O profundo impacto que os indígenas brasileiros provocaram nos viajantes europeus dos séculos 16 e 17, ao serem vistos – desnudos, depilados, cantando, dançando e devorando-se uns aos outros – pelas matas e praias do Novo Mundo, foi largamente amplificado pelo fato de eles ostentarem seus formosos corpos pintados com largas listras horizontais vermelhas e negras. O rubro, que remetia ao sangue, provinha do urucum – fruta em forma de cápsula, com a casca profusamente armada de espinhos. Já o preto, escuro como a noite dos tempos, era obtido a partir do sumo do jenipapo. Com o rosto, o tronco e os membros listrados daquela forma, os dentes luzindo em contrastante alvura e os cabelos negros cortados em tonsura, os "brasílicos" assomaram-se ante o olhar estrangeiro de forma simultaneamente galante e assombrosa.
Tenho cá para mim que, ao adotar o vermelho e o negro como as cores de seu uniforme e de sua bandeira, o Clube de Regatas do Flamengo acabou por acessar um espectro, uma memória, uma reminiscência ao mesmo tempo arquetípica e espantosa no imaginário brasileiro. E por isso mesmo tornou-se – no mínimo ao longo das décadas de 1930, 40 e 50 – uma paixão nacional, quando menos do Rio de Janeiro para cima (embora Santa Catarina e partes do Paraná possam ser incluídas no rol do fervor rubro-negro). A própria ressonância da palavra Flamengo – a doçura sonora do "fla", seguido de duas sílabas tão malemolentes ("mengo") – talvez também tenha algo a ver com essa magia. Sem falar, é claro, no temor reverencial que o termo sempre despertou na psique luso-brasileira.

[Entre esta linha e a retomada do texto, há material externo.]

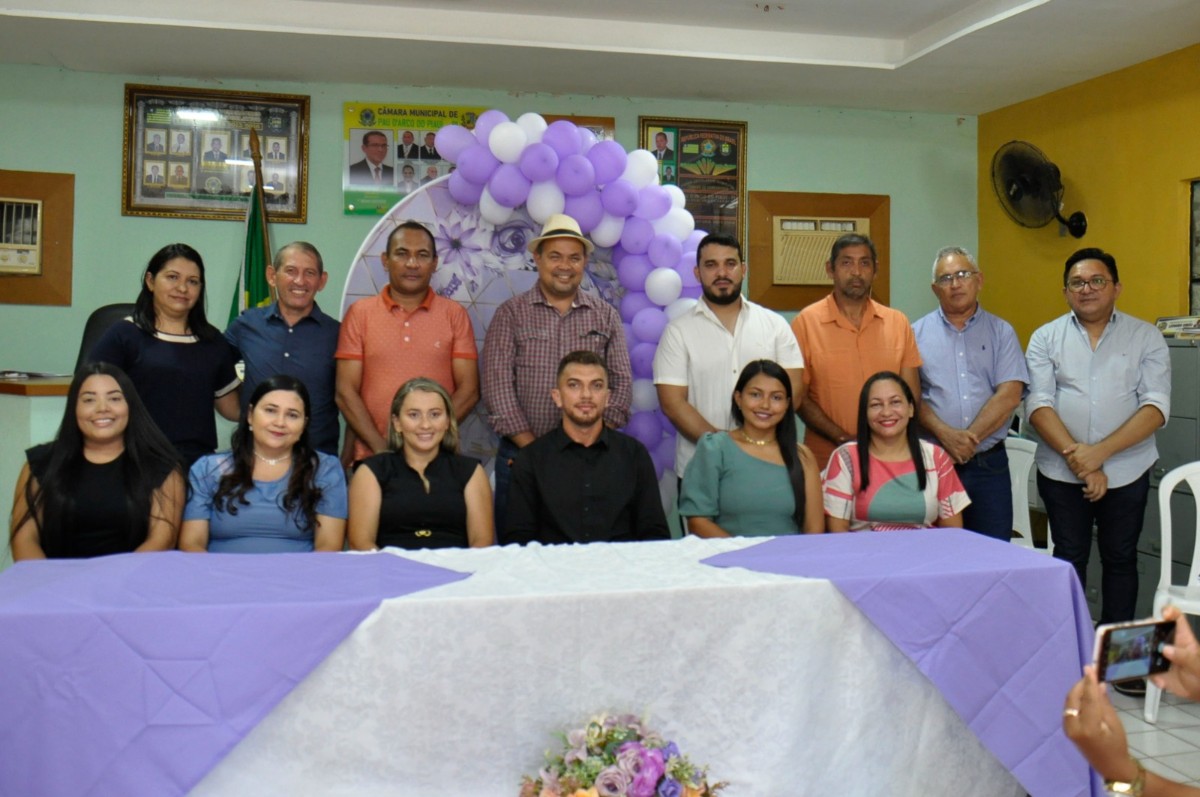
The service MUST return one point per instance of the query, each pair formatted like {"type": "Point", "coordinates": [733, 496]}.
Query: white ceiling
{"type": "Point", "coordinates": [936, 55]}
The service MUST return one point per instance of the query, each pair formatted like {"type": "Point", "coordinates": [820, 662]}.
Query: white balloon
{"type": "Point", "coordinates": [607, 232]}
{"type": "Point", "coordinates": [664, 286]}
{"type": "Point", "coordinates": [646, 397]}
{"type": "Point", "coordinates": [678, 307]}
{"type": "Point", "coordinates": [507, 142]}
{"type": "Point", "coordinates": [492, 210]}
{"type": "Point", "coordinates": [533, 126]}
{"type": "Point", "coordinates": [677, 223]}
{"type": "Point", "coordinates": [677, 197]}
{"type": "Point", "coordinates": [545, 199]}
{"type": "Point", "coordinates": [641, 168]}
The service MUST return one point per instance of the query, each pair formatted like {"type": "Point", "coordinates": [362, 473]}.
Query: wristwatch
{"type": "Point", "coordinates": [1132, 789]}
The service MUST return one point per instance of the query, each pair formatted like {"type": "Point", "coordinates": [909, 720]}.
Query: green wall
{"type": "Point", "coordinates": [57, 120]}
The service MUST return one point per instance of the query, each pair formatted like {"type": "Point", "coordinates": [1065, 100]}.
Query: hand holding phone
{"type": "Point", "coordinates": [1128, 651]}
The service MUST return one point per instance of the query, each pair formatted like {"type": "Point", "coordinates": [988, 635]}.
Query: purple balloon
{"type": "Point", "coordinates": [576, 175]}
{"type": "Point", "coordinates": [609, 159]}
{"type": "Point", "coordinates": [653, 202]}
{"type": "Point", "coordinates": [633, 303]}
{"type": "Point", "coordinates": [645, 427]}
{"type": "Point", "coordinates": [484, 125]}
{"type": "Point", "coordinates": [619, 197]}
{"type": "Point", "coordinates": [451, 141]}
{"type": "Point", "coordinates": [508, 186]}
{"type": "Point", "coordinates": [463, 191]}
{"type": "Point", "coordinates": [477, 163]}
{"type": "Point", "coordinates": [587, 139]}
{"type": "Point", "coordinates": [649, 323]}
{"type": "Point", "coordinates": [641, 359]}
{"type": "Point", "coordinates": [665, 251]}
{"type": "Point", "coordinates": [562, 137]}
{"type": "Point", "coordinates": [538, 162]}
{"type": "Point", "coordinates": [585, 209]}
{"type": "Point", "coordinates": [634, 270]}
{"type": "Point", "coordinates": [636, 235]}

Sim, o gentílico "flamengo" era empregado tanto pelos portugueses quanto pelos brasileiros para designar holandeses, belgas, batavos, neerlandeses e demais habitantes dos Países Baixos, as Flandres. Flamengo, aliás, provém de Flandres – palavra que significa "alagadiço", quando não "enchente". E a praia do Flamengo, onde o dito clube de regatas nasceu, foi assim batizada porque o holandês (ou "flamengo") Olivier van Noort tentou invadir o Rio em abril de 1699 (dois meses após o Carnaval...) e foi ali repelido. O Clube de Regatas do Flamengo foi fundado naquela mesma praia, em 15 de novembro de 1895 – talvez não por acaso depois que um barco com oito remadores ali naufragou.
Mesmo nascido de um soçobro (ou por conta disso), o Flamengo se tornou um símbolo, um clube, um time escancaradamente brasileiro: é a agremiação que tem a maior e mais animada torcida do mundo. O Flamengo é exuberante, colorido, dinâmico, alegre – e também descaradamente hedonista, descuidado, arrogante e prepotente. O Flamengo é a cara do Brasil: reúne tudo o que o país tem de bom e muito do que ele tem de péssimo.
O Flamengo merece perdão instantâneo? Estou louco ou a tal hashtag #forçaFlamengo traz em si um quê de cumplicidade? Acho que "não força, Flamengo" estaria mais de acordo com as dimensões duma tragédia bem similar a um crime.